Hacia un Carnaval Latinoamericano

por Mariane Pécora

En siglo XVIII Goethe señalaba que el carnaval no es una fiesta que se le concede al pueblo, sino una fiesta que el pueblo se concede a sí mismo.
Amo absoluto y alegre, durante el carnaval, el pueblo toma consciencia de su comunión objetiva en la sensación popular de un devenir colectivo. Pero también de su inmortalidad terrestre e histórica, y de su renovación y crecimiento incesante.

Han pasado casi dos siglos y el carnaval sigue teniendo las mismas características de entonces.  Situado en las  fronteras del arte y la vida, el carnaval es la vida misma representada con los elementos característicos del juego sin distinción entre actores y espectadores. Los espectadores no asisten al carnaval sino que lo viven, ya que está hecho por y para todo el pueblo.

Y es también la vida misma de ese pueblo la que se juega y se interpreta en su renacimiento y su renovación sobre la base de mejores principios.

Traído por los conquistadores, el carnaval incorporó elementos aborígenes y alcanzó ribetes místicos precolombinos en América Latina. Cada país, cada región, tiene un carnaval con características propias que lo hacen particular. La universalidad está dada por el carácter popular que lo define.
Históricamente, los carnavales porteños se han caracterizado por sus corsos barriales. Cada barrio tiene una identidad propia que lo caracteriza y a la vez lo universaliza.

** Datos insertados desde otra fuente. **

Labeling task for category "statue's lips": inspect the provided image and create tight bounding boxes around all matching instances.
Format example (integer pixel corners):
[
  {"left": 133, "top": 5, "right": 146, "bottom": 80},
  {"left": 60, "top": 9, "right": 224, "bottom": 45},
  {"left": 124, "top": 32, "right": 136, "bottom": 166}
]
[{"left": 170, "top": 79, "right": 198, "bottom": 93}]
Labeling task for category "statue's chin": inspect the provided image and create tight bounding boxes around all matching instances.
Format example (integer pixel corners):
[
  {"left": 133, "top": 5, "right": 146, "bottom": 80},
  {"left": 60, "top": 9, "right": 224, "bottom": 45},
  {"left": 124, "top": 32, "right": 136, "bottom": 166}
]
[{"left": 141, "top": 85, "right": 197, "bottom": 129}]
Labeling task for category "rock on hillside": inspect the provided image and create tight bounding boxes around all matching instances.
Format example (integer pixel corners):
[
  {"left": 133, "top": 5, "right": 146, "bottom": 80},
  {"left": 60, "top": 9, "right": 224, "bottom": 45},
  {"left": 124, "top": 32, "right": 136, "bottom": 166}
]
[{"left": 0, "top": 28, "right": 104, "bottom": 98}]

En ese sentido, el barrio de  Monserrat, por iniciativa de murgas, organizaciones barriales, sindicales, universitarias, cooperativas de trabajo y vecinos del barrio, se ha lanzado al desafío de integrar la diversidad cultural que lo caracteriza a través del “Corso Hacia un Carnaval Latinoamericano”, con la consigna de recuperar el espacio público para su uso social y cultural, donde el barrio se encuentre con su propia multiculturalidad y sus habitantes con su propia historia.
Y donde el espectáculo muguero de lugar a otras expresiones culturales, a las que no siempre la comunidad barrial tiene acceso, por ejemplo: la Orquesta Sinfónica del Teatro Colón, el candombe de la Comunidad Afrodescendiente o una Radio Abierta, que expresa todas las voces.
Mama Freda y sus exquisitos chifles ecuatorianos, la Comunidad Paulista de Brasil, la Agrupación EL MATE (UBA), la Cooperativa Cartonera del Sur, la Cooperativa de Trabajo CEFOMAR, la murga “Los Rotosos de Montserrat”, la Cooperativa Todo Empieza por tus Manos, y la Agrupación Murguera Los Verdes de Montserrat,  dan cuenta del espíritu de integración que esta comunidad barrial pretende imprimirle a su carnaval.